Augmented reality is being hailed the next big thing on mobile devices, for everything from gaming to checking out house prices; point a smartphone running Yelp at a city street and the Monocle feature gives you reviews and ratings for the businesses there.
Google Goggles can do much the same thing but Goggles product manager Shailesh Nalawadi isn't that interested in AR: "We don't really see ourselves as working on augmented reality; we are working on visual search."
That's the way humans work, he points out, so it only makes sense for search to work visually. "80% of information is consumed visually, and not through any of the other senses. Why is it you have to translate and transcribe what you see into words?"
Although Nalawadi is realistic about what you can do with a phone camera today ("Image recognition is really hard although there's no shortage of Hollywood movies that show this as already achieved!"), he doesn't think we need location-aware spectacles or the digital contact lenses predicted to be on sale by 2020; as the name Goggle suggests, the phone is the viewer.
"You have these really fast computers that we all carry around in our pockets, that have capabilities you wouldn't have had in desktops a mere five or 10 years ago," he says.
"Of course, no matter how powerful these devices are, computer vision has a way of taking up all the CPU cycles you have so Goggles take care of the heavy lifting over in the cloud."
That only works because of mobile broadband connections and while Nalawadi calls the three to eight seconds recognition time that Goggles usually takes "pretty phenomenal" he admits "we also realise it is not enough because people's attention spans are really short."
Far from finished
Goggles is the fruit of three to five years of research and it's far from finished, he says.
"We struggled and we built this thing where you can move your camera, point it at an object and have it come back and tell you what it is that it's looking at. The reality is we're really far from that state."
What Nalawadi wants to do is much more ambitious than just layering information about where you are on screen; he wants visual search that can deal with the whole world.
"Primarily, he explains, "it's about extending the recognition capabilities of our computers. Right now we have a very narrow set of tens of millions of objects that we recognise but the world is much larger than tens of millions of objects and it's a phenomenal effort to try and get this info into our database and recognise it."
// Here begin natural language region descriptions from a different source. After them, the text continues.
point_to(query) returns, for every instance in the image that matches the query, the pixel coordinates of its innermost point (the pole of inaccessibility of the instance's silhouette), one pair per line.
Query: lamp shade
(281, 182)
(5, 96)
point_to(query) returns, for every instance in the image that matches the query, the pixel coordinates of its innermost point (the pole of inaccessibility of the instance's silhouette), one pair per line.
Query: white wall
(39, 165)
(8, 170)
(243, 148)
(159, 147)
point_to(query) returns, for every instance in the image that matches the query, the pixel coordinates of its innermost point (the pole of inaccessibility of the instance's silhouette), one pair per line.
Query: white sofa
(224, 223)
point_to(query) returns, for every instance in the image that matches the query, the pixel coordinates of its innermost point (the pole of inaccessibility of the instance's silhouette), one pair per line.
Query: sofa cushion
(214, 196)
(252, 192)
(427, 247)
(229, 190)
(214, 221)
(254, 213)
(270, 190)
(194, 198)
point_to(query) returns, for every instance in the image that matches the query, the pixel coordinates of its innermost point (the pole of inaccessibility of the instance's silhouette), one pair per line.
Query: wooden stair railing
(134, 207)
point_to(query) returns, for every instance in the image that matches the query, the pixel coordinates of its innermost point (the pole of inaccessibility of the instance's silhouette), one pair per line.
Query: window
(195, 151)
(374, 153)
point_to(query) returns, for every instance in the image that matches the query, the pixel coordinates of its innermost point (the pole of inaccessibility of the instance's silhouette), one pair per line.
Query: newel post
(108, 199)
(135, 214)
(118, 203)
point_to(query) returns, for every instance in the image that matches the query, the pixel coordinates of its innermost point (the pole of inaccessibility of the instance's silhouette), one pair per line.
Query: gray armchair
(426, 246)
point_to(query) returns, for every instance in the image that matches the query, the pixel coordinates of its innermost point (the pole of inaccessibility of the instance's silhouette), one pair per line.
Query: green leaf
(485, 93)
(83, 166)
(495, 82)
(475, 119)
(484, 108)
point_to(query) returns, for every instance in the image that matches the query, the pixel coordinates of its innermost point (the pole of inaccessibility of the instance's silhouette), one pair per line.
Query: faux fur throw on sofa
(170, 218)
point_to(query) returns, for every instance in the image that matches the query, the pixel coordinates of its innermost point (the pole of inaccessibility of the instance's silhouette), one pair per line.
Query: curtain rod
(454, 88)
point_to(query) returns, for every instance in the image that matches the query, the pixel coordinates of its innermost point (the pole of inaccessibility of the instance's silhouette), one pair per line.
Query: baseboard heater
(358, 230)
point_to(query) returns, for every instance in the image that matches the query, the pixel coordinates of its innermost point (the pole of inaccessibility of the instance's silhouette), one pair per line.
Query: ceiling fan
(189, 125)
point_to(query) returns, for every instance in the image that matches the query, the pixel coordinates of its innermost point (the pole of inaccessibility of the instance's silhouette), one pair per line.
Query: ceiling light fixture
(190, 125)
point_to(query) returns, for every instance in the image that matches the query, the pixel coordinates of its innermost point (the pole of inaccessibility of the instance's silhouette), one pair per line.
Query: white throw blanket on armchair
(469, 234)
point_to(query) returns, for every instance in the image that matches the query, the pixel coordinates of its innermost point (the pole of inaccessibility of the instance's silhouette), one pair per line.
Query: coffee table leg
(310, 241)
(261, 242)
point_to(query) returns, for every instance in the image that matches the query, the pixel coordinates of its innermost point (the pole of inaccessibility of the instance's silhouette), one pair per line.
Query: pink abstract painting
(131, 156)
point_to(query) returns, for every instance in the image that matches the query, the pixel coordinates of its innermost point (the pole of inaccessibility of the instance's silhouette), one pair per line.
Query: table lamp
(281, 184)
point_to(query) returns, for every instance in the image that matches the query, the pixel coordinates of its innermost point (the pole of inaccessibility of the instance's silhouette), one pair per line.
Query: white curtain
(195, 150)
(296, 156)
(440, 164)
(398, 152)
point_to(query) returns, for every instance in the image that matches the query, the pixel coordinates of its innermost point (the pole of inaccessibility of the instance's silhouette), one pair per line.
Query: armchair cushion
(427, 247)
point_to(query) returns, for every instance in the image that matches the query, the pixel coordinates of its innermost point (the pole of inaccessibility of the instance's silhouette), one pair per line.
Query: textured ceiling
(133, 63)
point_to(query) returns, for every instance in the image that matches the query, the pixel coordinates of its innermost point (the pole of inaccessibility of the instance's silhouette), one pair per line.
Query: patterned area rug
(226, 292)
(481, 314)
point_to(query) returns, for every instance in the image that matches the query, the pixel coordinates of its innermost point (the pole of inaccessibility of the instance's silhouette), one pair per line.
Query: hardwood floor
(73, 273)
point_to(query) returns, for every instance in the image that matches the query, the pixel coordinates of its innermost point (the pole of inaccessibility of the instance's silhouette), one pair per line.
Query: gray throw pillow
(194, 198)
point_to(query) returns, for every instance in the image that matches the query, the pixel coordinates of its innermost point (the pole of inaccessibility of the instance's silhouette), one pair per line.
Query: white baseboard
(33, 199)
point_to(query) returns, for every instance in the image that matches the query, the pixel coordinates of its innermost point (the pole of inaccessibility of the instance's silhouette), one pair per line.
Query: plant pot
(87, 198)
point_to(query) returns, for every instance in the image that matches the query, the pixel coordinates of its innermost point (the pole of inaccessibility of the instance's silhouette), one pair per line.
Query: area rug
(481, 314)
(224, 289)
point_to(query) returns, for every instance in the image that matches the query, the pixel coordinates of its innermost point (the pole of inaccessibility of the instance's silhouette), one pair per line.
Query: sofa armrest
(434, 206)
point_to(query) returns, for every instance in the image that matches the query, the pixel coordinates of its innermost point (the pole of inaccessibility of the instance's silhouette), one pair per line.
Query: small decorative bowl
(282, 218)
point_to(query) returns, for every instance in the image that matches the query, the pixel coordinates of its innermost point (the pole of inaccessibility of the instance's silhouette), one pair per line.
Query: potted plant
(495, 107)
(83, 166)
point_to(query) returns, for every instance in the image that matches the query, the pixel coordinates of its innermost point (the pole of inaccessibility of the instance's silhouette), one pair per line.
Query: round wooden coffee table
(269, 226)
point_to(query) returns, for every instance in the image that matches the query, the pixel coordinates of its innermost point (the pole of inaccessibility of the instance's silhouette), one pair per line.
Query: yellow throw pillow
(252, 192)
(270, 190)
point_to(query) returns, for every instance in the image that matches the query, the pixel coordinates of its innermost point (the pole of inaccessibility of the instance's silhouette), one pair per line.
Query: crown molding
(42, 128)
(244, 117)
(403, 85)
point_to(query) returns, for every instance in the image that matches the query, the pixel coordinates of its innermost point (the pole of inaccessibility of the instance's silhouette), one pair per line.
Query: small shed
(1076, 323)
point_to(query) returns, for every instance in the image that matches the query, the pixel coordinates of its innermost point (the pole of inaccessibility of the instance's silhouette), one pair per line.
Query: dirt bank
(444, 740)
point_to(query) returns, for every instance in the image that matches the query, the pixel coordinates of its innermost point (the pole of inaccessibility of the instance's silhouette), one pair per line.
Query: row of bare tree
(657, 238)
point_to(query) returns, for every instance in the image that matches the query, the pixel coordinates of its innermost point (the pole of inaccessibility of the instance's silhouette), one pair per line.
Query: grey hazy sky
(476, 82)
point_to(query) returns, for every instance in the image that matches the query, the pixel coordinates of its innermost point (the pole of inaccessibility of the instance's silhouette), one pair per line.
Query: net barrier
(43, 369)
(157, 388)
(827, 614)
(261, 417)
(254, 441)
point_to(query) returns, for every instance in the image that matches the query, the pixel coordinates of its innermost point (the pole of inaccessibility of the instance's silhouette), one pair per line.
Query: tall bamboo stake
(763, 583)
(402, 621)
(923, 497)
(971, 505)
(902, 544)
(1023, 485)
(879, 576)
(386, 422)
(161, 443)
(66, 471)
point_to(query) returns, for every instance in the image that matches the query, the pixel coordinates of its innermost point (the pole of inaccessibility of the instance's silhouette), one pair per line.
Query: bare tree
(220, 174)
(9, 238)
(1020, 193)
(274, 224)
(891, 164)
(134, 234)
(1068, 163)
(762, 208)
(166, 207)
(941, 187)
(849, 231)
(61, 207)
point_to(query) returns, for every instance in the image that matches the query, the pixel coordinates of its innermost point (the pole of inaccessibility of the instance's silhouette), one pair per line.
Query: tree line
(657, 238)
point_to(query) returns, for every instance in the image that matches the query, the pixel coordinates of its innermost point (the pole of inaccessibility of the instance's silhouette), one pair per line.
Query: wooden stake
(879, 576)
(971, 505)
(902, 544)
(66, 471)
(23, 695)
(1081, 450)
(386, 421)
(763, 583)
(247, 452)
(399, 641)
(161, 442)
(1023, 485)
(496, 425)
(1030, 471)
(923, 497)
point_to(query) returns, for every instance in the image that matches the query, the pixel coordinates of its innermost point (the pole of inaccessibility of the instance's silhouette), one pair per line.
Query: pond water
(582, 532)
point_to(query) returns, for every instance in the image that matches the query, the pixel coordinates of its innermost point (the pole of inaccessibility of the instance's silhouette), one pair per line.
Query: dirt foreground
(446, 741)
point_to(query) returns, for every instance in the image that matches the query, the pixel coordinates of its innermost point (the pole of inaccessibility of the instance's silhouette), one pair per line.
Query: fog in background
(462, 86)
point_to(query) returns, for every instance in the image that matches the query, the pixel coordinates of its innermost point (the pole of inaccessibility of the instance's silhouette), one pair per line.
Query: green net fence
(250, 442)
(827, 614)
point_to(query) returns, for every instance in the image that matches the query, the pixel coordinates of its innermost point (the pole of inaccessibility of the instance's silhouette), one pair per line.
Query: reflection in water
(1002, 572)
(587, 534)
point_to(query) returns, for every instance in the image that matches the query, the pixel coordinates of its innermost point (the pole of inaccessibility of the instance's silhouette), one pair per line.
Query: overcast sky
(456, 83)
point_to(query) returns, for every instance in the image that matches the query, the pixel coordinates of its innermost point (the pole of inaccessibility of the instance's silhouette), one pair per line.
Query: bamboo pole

SEE AND SEARCH: Goggles treats landmarks like logos and barcodes; it tells you what you're looking at and brings up search results
Over time Goggles will recognise plants and chess games, and soon it will translate text on things you see.
Making the database of images Goggles can match bigger is only the start. There's the basic search problem: "We are spending a lot of time on search quality; when there is a successful match, what are the relevant results that need to come back?"
A broader problem
But Nalawadi also wants to tackle the much broader problem. "Currently there is this notion that augmented reality is all about the display of curated geodata. I think there's way more information in that scene and you really need image recognition overlaid on top of this to give more information of what is going on around you."
He also thinks image recognition will make the augmented reality experience better than the approximate position today's smartphones can calculate.
"To solve augmented reality, you need to have an extremely accurate location. The current method of extraction from handsets are really insufficient and in my view it leads to a poor user experience where you're looking in this direction and the app thinks you're looking over there - we really we need to crack that nut before augmented reality apps becomes interesting.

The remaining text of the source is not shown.